Marcelina was convulsed by a sudden shiver. The boys down in SFX had once turned a wing of the Canal Quatro building into a haunted house for a Halloween party. Her flesh had crawled; she had been seized by inexplicable, disabling anxiety. She had feared what was in the locked storeroom at the end of the corridor. It had all been a clever trick of infrasound, air currents, and subtly distorting perspectives. But this was the pure shudder of irrational dread. In that car was the thing that haunted her, all her sins drawn out of the hills and beaches, the bays and curving avenues of her city and made flesh. In that taxi was the anti-Marcelina, and when they met, they would annihilate each other.
Stop it. You’re still flashing back to the herbal tea. Or maybe they put something into the air at the terreiro.
“How far back is he?” she asked the driver.
“About five cars.”
“Head up into Rocinha.”
The driver drifted across lanes onto the Auto-Estrada Lagoa-Barra.
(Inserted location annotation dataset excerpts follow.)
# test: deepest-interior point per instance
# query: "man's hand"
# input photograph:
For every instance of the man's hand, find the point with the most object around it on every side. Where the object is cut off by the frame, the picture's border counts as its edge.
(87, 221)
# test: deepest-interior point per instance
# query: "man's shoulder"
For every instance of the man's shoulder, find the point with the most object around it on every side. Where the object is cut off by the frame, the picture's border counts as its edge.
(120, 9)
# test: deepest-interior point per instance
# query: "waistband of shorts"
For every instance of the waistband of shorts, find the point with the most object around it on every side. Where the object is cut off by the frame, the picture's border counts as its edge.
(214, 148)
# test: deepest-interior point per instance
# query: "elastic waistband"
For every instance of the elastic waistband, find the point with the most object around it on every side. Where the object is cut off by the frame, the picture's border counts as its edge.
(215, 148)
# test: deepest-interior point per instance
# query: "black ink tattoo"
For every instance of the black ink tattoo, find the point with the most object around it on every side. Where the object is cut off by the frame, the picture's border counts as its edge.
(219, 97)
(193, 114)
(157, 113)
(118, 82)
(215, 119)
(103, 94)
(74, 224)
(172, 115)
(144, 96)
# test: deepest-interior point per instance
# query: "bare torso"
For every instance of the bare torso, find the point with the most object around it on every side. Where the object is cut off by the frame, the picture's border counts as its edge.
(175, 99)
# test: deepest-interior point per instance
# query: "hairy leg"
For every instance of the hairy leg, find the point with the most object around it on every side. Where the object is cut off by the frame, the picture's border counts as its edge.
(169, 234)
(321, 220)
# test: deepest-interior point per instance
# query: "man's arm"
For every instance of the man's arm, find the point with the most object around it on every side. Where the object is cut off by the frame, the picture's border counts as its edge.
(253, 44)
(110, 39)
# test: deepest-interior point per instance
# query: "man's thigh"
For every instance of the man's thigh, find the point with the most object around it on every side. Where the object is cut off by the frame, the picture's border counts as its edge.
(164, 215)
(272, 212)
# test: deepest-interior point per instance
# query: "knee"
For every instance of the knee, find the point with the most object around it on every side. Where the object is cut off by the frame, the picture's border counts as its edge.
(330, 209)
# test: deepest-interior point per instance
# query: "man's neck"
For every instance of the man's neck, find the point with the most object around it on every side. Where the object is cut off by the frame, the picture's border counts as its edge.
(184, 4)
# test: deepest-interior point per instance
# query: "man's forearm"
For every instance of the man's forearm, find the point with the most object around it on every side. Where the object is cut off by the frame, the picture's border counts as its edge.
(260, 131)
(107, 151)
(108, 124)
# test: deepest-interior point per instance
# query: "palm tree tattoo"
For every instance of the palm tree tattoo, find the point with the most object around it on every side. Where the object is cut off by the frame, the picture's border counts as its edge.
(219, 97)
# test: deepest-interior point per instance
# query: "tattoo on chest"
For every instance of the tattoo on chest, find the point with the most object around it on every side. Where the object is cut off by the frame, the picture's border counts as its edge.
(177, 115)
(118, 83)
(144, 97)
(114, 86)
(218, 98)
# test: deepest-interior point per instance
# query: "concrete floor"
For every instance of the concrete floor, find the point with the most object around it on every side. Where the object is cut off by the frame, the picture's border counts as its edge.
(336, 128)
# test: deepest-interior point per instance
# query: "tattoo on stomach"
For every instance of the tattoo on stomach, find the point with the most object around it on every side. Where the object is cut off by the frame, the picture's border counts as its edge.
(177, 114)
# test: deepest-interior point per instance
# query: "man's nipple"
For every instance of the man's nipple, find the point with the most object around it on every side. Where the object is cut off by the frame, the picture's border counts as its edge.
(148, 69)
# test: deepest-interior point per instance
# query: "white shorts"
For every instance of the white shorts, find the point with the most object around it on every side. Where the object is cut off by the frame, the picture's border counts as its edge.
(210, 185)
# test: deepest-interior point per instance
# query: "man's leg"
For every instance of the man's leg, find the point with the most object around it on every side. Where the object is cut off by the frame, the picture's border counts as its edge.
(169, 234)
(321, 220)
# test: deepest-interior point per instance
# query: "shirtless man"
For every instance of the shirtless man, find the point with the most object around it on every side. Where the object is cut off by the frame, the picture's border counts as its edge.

Marcelina risked a glance behind her. The hunting taxi slid out of the traffic onto their tail, still keeping a chaperoned distance of five cars. You are in your TV show now. This is Getaway: ultimate reality television. But I will get you , Marcelina thought. Rocinha butted with the jarring abruptness of an artificial limb against the million-real apartment towers of São Conrado. The great favela unfolded like a fan of jeweled lights across the rocky saddle between the great city forest of Tijuca and the sheer rock peaks of Pedra Dois Irmãos. The cheek-to-cheek impromptu apartment blocks, some several stories tall, were built to within meters of the mouth of the Gavea Tunnel. The military police had a permanent checkpoint at the flyover by the Largo da Macumba flyover: two armored riot-control vehicles, a half dozen young people in the light chestnut of the military police standing around eating fast food from the bar across the road. Same expressions of boredom and anger she had seen in the parking lot security at the Barguinha; same pants tucked into boots. Much bigger guns.
“Pull in there.”
They looked up as one as the cab drew in to the side of the road ahead of the lead APC. Edgy times. They had only just succeeded in pushing the favelados back into their slums. Construction machinery lined the edge of the street, shuttered for the night with galvanized plates over the glass and guarded by private security. Another favela wall. A tall twenty-something male cradled his assault rifle and sauntered toward the cab. Marcelina switched on her camera phone. A photograph would prove it. Here it came. Here it came.
The taxi passed at speed, accelerating into the Gávea tunnel that led under Rocinha to the Zona Sul. In the back, in the back, there … The camera phone flashed. In the electric flicker she saw a figure with its head wrapped in a loose turban of white cloth. The man from the terreiro. Marcelina felt a sob of relief burst inside her. You are not mad. The universe is rational. You’ve been working too hard, to much pressure too much anxiety, that’s all.
A rap at the window. The militar gestured for her to wind it down. “Is there a problem here?” He stooped and peered into the taxi. “No, Officer, no, no problem at all.”
“Can I see some ID please?”
It was not quite a smell, but it inhabited the air; not quite a sensation but it pricked like electricity; not quite a change but a disturbance in the domestic order — nothing sensible yet she knew it the moment she opened the door to her apartment. When she was an underpaid and loving-it production runner straight off her Media master’s, Marcelina had shared a tatty little apartment by the cemetery with a Fortaleza travesti come to seek his fortune in Rio. He worked night shifts in a Lapa bar and drank Marcelina’s beer, ate her food, used her washing powder, watched her cable TV, broke her Japanese tea-set bowl by bowl, and never paid a centavo toward the rent but imagined that his innate colorfulness was ample recompense, blithely disregarding the evidence of his own eyes, that travestis were cheap as beans in Lapa. Marcelina would be returning when he was leaving and thus never caught him in his violations, but she always knew when he had been through her panty drawer. However carefully he covered his crime there was always a sense, a ripple in the aether, a linger of an alien but maddeningly familiar perfume.